"Keluar lagi?" Senyum di bibir Eunyu memudar, ia melirik Chanyeong yang berdiri tak jauh dari tempatnya duduk. "Kau penguntit?" tanyanya.
"Kau pasti menikmatinya," tebak Chanyeong membuat Eunyu menoleh ke arahnya.
"Lihatlah dirimu. Mau mengacau di mana kali ini? Penampilanmu saja memalukan seperti itu. Urus saja urusanmu sendiri," celetuk Eunyu memandang penampilan Chanyeong yang bisa dibilang cukup berantakan.
"Berhentilah bertingkah. Bukan hanya dirimu, tapi seluruh penampungan jadi bahaya," ujar lelaki berbaju hitam itu.
"Apa kau tahu? Para kucing ini mempertaruhkan nyawa demi makanan. Bahkan kucing saja tahu kau harus mempertaruhkan nyawamu, untuk mendapatkan apa yang kau mau," kata Eunyu, tangannya sibuk membelai kepala anak kucing berwarna hitam yang menghampirinya tadi.
Chanyeong mendekat lalu berjongkok di sebelah Eunyu. "Pita merah itu, aku pernah lihat," ujarnya ketika menyadari ada pita yang mengikat di tangan gadis di depannya.

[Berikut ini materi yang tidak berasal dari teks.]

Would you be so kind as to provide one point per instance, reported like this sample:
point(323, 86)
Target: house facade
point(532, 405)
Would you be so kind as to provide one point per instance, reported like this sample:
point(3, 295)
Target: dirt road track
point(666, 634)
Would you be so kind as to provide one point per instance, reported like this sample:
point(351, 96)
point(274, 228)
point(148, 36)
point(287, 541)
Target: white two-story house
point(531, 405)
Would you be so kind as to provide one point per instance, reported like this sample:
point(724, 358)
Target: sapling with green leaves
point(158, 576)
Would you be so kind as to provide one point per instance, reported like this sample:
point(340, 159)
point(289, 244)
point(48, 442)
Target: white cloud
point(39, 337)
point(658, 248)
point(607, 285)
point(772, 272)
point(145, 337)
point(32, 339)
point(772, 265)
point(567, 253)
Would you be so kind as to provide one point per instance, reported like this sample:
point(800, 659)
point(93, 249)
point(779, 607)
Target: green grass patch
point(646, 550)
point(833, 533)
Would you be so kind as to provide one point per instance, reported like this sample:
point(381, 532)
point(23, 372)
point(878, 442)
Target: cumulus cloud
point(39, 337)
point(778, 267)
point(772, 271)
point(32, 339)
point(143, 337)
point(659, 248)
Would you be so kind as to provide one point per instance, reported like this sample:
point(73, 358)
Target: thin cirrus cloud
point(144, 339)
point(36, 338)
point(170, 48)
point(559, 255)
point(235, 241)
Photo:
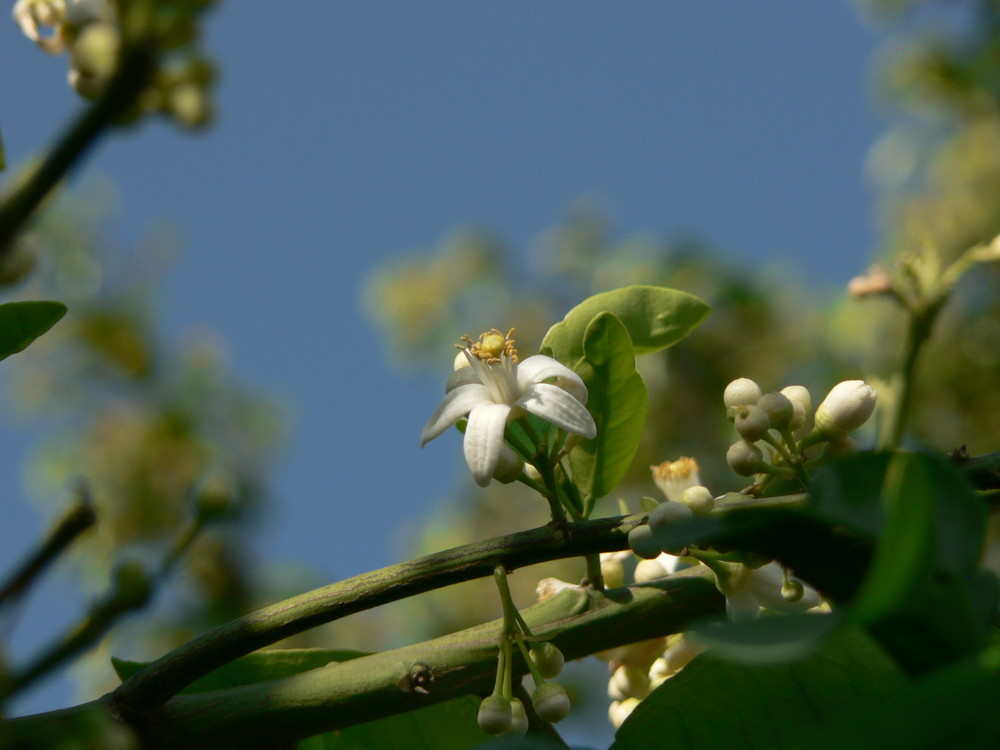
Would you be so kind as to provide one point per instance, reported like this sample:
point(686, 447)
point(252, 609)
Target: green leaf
point(446, 726)
point(23, 322)
point(260, 666)
point(618, 403)
point(655, 318)
point(953, 708)
point(712, 703)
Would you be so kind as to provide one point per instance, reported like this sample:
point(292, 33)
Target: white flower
point(673, 477)
point(749, 590)
point(846, 407)
point(497, 388)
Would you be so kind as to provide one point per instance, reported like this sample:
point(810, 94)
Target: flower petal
point(455, 405)
point(555, 405)
point(484, 440)
point(537, 368)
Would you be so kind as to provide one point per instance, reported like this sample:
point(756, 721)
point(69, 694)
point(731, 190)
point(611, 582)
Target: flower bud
point(618, 711)
point(548, 658)
point(551, 702)
point(518, 719)
point(744, 458)
point(779, 409)
point(751, 422)
point(668, 514)
point(848, 406)
point(741, 392)
point(698, 499)
point(629, 681)
point(495, 715)
point(801, 403)
point(648, 570)
point(641, 540)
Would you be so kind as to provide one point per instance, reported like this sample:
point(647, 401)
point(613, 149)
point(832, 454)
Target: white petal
point(555, 405)
point(539, 367)
point(455, 405)
point(484, 440)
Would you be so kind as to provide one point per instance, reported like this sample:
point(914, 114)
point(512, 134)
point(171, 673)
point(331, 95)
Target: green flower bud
point(778, 408)
point(801, 402)
point(698, 499)
point(551, 702)
point(641, 540)
point(518, 719)
point(668, 514)
point(741, 392)
point(744, 458)
point(848, 406)
point(751, 422)
point(548, 658)
point(495, 715)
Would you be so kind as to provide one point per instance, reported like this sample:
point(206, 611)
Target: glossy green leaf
point(445, 726)
point(655, 318)
point(713, 703)
point(260, 666)
point(618, 403)
point(23, 322)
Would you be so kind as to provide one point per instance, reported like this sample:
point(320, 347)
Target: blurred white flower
point(497, 388)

Eunyu menoleh, menatap lelaki yang selalu mengikutinya tak suka. "Berhenti bertanya, dan berhenti mengikuti aku. Atau kau akan mati," tuturnya tajam mencoba memperingati lelaki yang menurutnya menyebalkan.
"Do Sangjin dan An Donggi, kau bunuh karena itu?" tanya Chanyeong penasaran.
"Mau tahu alasannya?" tanya Eunyu balik.
"Alasannya karena orang itu lagi, 'kan? Yang kau cari. Atau, dia monster." Eunyu terdiam, ia tampak tak bisa menjawab kalimat Chanyeong. Melihat gadis di depannya bungkam, Chanyeong kembali melanjutkan dugaannya. "Di malam insiden itu, suami Ketua Ji mati, tapi kau hidup. Ada monster yang hanya menyerang satu orang saja? Itu sangat tidak mungkin. Dan juga, pita merah yang selalu kau bawa itu."
"Apa yang sedang kau bicarakan?" Eunyu bangkit dari posisi duduknya, sorotnya lurus menatap Chanyeong. Jika dilihat dari tanggapan Eunyu, ada dua kemungkinan yang terjadi; Eunyu berpura-pura tidak mengerti; atau Eunyu memang tidak mengerti maksud dari ucapan Chanyeong.
"Monster itu melindungimu, 'kan? Dan kau mencarinya. Benar, 'kan?" tebak Chanyeong yang tepat sasaran.
Suara anak kucing menghentikan pertengkaran mereka. Terlihat seorang gadis berambut sedikit ikal menatap tajam ke arah mereka. Gadis itu maju beberapa langkah dan Eunyu baru mengingat sesuatu. "Kau anak yang waktu itu."
"Kau bertemu pria itu?"
"Siapa kau sebenarnya? Kenapa mengenal diriku?" Bukannya menjawab, Eunyu justru melempar pertanyaan lain kemudian keluar melalui sela-sela besi yang menjadi pembatas mereka.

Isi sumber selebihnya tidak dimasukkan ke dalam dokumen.